The phase difference \(\Delta \phi _{12}(t)\) between two time series \(y_1(t)\) and \(y_2(t)\) with instantaneous phases \(\phi _1(t)\) and \(\phi _2(t)\), respectively, was calculated as follows:

$$\begin{aligned} \Delta \phi _{12}(t)=arg(e^{j(\phi _1(t)-\phi _1(t))}) \end{aligned}$$
(3)

The phase locking value (PLV) for each condition, channel and subject at time t was then defined as the average value over trials (\(n = 1,\ldots ,N\)):

$$\begin{aligned} PLV(t)=\frac{1}{N} \left| \displaystyle \sum _{i=1}^{N} e^{j\Delta \phi (t, n)}\right| \end{aligned}$$
(4)

The phase locking statistics (PLS)67 measures the significance of the phase covariance between the two signals. It is a statistical test based on a surrogate data aiming at differentiating significant PLVs against noise. PLS was calculated by shuffling the trials for another randomly selected stimulation condition and calculating the respective surrogate PLV. The PLS comprises the proportion of the surrogate values higher than the original PLV. We chose \(PLS \le 5\%\) to ensure the probability of having false positive rate below \(5\%\).

Distance estimates

The distance \(\Delta \delta _{12}\) between electrode locations was estimated as the great-circle distance between two points on a sphere using the haversine formula (see Eq. (5)). We assumed a spherical head model with a radius of 9 cm.

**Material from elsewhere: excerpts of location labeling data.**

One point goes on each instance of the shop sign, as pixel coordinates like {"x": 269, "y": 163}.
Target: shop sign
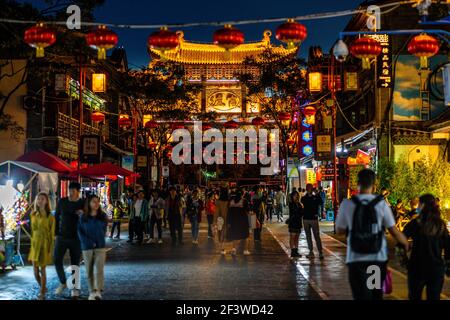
{"x": 384, "y": 61}
{"x": 90, "y": 149}
{"x": 311, "y": 176}
{"x": 142, "y": 161}
{"x": 128, "y": 162}
{"x": 323, "y": 147}
{"x": 165, "y": 172}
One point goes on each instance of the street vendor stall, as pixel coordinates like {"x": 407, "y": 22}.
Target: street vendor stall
{"x": 20, "y": 182}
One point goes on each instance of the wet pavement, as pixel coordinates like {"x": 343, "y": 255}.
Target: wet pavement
{"x": 191, "y": 272}
{"x": 187, "y": 272}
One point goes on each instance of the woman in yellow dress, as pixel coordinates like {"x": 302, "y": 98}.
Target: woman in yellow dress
{"x": 42, "y": 240}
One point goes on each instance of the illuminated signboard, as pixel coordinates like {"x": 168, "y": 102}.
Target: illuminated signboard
{"x": 384, "y": 61}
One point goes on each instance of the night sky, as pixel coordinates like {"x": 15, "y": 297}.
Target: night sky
{"x": 321, "y": 32}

$$\begin{aligned} \begin{aligned} haversin(\alpha )&= \sin ^2\bigg (\frac{\phi _1 - \phi _2}{2}\bigg ) + \cos (\phi _1)\cos (\phi _2)\sin ^2\bigg (\frac{\lambda _1 - \lambda _2}{2}\bigg ) \\ \Delta \delta _{12}&= 2 r \arcsin (\sqrt{haversin(\alpha )}), \end{aligned} \end{aligned}$$
(5)

where r is the radius of the sphere; \(\phi _1, \phi _2\) are the latitudes of the two points in radians; and \(\lambda _1, \lambda _2\) are the longitudes of the two points in radians.

Phase velocity

Phase velocity v is the speed at which the phase of a wave propagates over the scalp and is calculated as follows:

$$\begin{aligned} v(t) = 2 \pi f (\Delta \delta _{12}/\Delta \phi _{12}(t)), \end{aligned}$$
(6)

where f is the stimulus frequency, and \(\Delta \phi _{12}(t)\) is the phase difference as defined in Eq. (3) and \(\Delta \delta _{12}\) is distance between electrodes as defined in Eq. (5).